En pratique, les organisations et entraîneurs qui ont recours au bio-banding devraient être prêts à faire le suivi régulier de la croissance et du développement des athlètes jusqu’à la fin de la poussée de croissance, et ajuster en conséquence la formation individuelle d’un athlète et sa participation aux compétitions. Cela signifie que la « transition » des athlètes vers un autre niveau de compétition serait définie par son rythme de développement, et non selon son année d’inscription ou sa date de naissance. Pour ce qui est de la formation, le bio-banding peut aussi être utilisé pour regrouper de jeunes athlètes dans différents cours d’éducation physique, et pour faire le suivi du progrès des habiletés techniques et physiques en se basant sur la catégorie de bio-banding.
Le regroupement de jeunes athlètes grâce au bio-banding n’est pas une méthode infaillible qui garantit à coup sûr le développement approprié de l’athlète – c’est une stratégie que l’on doit prendre en considération en plus du regroupement habituel par âge chronologique. Quel que soit le pourcentage équivalent de la taille adulte (la mesure de référence du bio-banding), l’entraîneur (ou le personnel de soutien comme les psychologues sportifs) doit toujours évaluer la disposition technique/tactique et psychologique générale d’un jeune athlète à effectuer des tâches non chronologiques. Bien que le travail se soit principalement concentré du côté des garçons, nous suggérons que la conscience de cohésion sociale des filles devienne une autre considération importante pour que le bio-banding s’applique aux filles.

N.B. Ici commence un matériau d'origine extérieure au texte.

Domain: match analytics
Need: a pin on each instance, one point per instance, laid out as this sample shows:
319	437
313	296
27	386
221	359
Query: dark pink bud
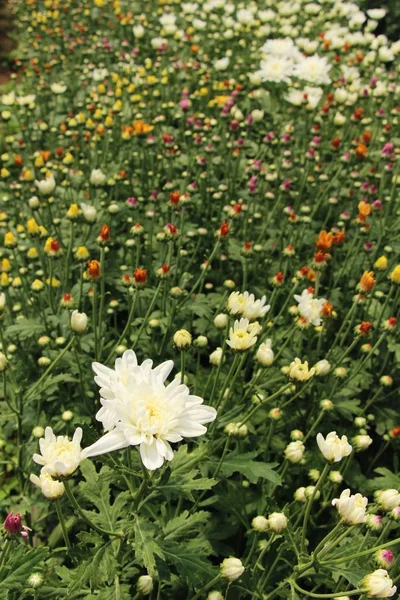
13	523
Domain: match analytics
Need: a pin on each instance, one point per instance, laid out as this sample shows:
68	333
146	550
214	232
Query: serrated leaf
21	566
186	483
193	566
96	489
145	545
252	469
185	524
97	570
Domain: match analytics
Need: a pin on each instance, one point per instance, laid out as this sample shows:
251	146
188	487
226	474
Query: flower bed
199	301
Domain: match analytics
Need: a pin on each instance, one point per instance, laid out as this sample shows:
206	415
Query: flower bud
221	321
333	448
277	522
231	568
294	451
182	339
387	499
260	524
378	585
79	321
13	523
384	558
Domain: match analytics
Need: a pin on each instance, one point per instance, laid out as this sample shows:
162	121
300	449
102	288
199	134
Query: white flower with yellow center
309	307
51	488
240	337
59	455
138	409
299	371
351	508
333	447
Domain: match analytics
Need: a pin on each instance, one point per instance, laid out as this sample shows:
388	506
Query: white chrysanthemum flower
139	410
332	447
313	69
254	309
300	371
51	488
247	306
313	96
59	455
309	307
283	47
276	68
351	508
378	585
240	337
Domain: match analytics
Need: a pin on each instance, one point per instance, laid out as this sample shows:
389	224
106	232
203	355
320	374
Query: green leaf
21	566
25	329
145	545
191	565
185	524
96	489
186	483
97	570
252	469
388	480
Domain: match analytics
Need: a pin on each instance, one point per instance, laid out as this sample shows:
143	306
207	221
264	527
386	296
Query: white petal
150	456
114	440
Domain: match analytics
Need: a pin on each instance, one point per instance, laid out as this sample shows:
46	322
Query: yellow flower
54	282
68	159
39	162
81	253
4	280
5	265
381	263
32	253
37	285
395	274
17	282
10	240
28	175
33	227
73	212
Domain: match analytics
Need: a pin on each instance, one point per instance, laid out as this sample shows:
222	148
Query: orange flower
141	128
327	310
94	271
324	241
364	209
366	137
366	282
140	276
338	238
361	151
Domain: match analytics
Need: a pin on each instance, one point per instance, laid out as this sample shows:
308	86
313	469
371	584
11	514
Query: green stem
62	523
32	390
309	505
334	595
126	329
206	587
148	313
83	516
272	397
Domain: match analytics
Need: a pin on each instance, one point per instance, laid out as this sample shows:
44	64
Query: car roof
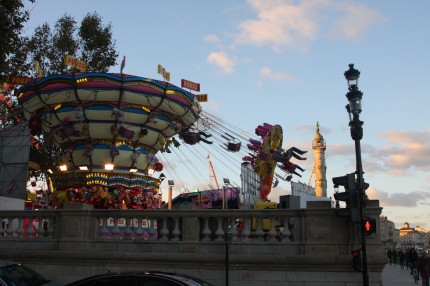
183	278
4	262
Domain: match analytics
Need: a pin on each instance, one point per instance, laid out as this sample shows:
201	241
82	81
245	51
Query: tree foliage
12	43
91	42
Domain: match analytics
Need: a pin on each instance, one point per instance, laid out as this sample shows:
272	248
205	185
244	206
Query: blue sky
282	62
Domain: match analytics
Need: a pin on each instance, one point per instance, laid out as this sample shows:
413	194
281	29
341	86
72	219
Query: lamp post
225	194
169	199
354	96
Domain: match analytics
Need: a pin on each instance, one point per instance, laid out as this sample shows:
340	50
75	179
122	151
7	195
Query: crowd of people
410	259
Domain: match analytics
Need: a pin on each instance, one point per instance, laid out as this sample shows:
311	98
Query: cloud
269	74
221	60
412	199
357	19
408	150
212	39
281	23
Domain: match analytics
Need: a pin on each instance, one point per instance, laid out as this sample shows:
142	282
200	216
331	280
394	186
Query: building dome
318	138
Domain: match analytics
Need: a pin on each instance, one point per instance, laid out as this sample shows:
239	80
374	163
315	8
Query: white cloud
281	23
221	60
356	21
269	74
212	39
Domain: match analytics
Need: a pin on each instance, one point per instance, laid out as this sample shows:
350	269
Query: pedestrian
413	257
401	259
394	256
390	255
423	266
407	258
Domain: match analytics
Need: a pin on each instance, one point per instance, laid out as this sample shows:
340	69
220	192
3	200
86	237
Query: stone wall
274	247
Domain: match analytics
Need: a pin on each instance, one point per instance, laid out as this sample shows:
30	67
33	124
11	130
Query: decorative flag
122	63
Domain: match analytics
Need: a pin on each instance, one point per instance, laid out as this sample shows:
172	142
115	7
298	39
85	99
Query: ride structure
267	154
105	129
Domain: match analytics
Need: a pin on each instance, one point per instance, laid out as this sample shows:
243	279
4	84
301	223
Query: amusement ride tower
319	147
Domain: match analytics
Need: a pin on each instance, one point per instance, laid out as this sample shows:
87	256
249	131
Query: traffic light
356	259
369	225
350	197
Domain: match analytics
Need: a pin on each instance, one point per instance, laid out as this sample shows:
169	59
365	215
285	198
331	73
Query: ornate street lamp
354	97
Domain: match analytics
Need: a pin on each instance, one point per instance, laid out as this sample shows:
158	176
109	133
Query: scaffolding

« Bien que le bio-banding regroupe les athlètes selon leurs caractéristiques physiques, il n’exclut pas la prise en considération d’habiletés psychologiques et/ou techniques. Par exemple, un garçon qui mature de façon précoce peut être découragé de s’entraîner ou de se mesurer à des jeunes plus âgés si ces derniers ne possèdent pas la compétence technique et/ou maturité psychologique qui garantissent une expérience sécuritaire et positive (50,51). De la même façon, il est peu probable qu’un garçon qui mature tardivement et qui s’épanouit déjà dans son groupe d’âge bénéficie de la compétition contre des camarades plus jeunes ayant le même niveau de maturité. Le bio-banding n’exclut pas la prise en considération du développement technique et psychologique. Il faut tenir compte de ces éléments lorsqu’on regroupe les athlètes selon leur taille et/ou maturité pour la formation et la compétition. » (Cumming et al., 2017, p. 35)
Comment aller de l’avant avec le recours au bio-banding?

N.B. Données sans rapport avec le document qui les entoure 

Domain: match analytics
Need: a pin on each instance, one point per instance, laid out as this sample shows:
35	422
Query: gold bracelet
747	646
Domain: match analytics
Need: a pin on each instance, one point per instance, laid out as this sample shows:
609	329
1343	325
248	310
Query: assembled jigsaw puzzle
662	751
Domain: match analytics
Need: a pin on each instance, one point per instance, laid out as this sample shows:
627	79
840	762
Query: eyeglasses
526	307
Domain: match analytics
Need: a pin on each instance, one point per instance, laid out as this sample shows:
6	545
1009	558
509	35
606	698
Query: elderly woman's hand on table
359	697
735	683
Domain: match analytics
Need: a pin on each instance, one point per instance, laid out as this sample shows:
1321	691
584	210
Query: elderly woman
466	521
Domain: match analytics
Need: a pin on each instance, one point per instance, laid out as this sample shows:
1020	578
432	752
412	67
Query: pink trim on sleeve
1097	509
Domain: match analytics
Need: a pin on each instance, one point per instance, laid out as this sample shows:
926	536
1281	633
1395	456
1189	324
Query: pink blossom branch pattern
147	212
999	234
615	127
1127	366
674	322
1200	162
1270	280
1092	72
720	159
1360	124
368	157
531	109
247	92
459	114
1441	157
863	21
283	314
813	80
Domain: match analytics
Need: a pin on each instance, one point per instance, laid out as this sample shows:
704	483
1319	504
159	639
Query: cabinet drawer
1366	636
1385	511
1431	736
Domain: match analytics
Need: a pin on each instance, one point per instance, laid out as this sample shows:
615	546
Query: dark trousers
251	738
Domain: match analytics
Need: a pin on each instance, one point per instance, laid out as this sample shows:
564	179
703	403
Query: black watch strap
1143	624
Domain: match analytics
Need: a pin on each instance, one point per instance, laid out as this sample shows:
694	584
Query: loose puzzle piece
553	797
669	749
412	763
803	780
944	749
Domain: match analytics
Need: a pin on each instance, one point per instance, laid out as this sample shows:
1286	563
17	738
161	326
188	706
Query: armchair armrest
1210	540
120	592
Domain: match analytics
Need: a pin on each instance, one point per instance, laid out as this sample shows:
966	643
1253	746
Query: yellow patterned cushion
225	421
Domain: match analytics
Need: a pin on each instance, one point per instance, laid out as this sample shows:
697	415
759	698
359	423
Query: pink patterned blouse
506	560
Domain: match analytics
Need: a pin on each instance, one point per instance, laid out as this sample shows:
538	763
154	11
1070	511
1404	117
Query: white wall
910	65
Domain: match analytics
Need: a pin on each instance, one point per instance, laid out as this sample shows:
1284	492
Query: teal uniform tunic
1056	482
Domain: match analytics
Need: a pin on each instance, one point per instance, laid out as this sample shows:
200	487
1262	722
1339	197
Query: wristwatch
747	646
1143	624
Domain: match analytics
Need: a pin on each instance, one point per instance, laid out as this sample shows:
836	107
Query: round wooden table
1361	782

Des changements comme le bio-banding sont plus susceptibles d’être apportés lorsque les entraîneurs désirent remédier à un problème ou trouver une solution à une situation qui perdure, que lorsque les chercheurs proposent des recommandations « de haut en bas ». Le Dr Cumming signale que les connaissances liées au dilemme de la maturité précoce et tardive de l’athlète sont disponibles depuis plusieurs années (voir le travail de Robert Malina depuis les années 1970). C’est seulement lorsque les académies de l’EPL perdaient des athlètes en raison de blessures ou d’absence d’amélioration qu’elles commençaient à remettre en question leurs méthodes de recrutement de jeunes joueurs (c.-à-d. talent identifié entre 8 et 10 ans), et qu’elles réalisaient qu’il fallait faire les choses autrement.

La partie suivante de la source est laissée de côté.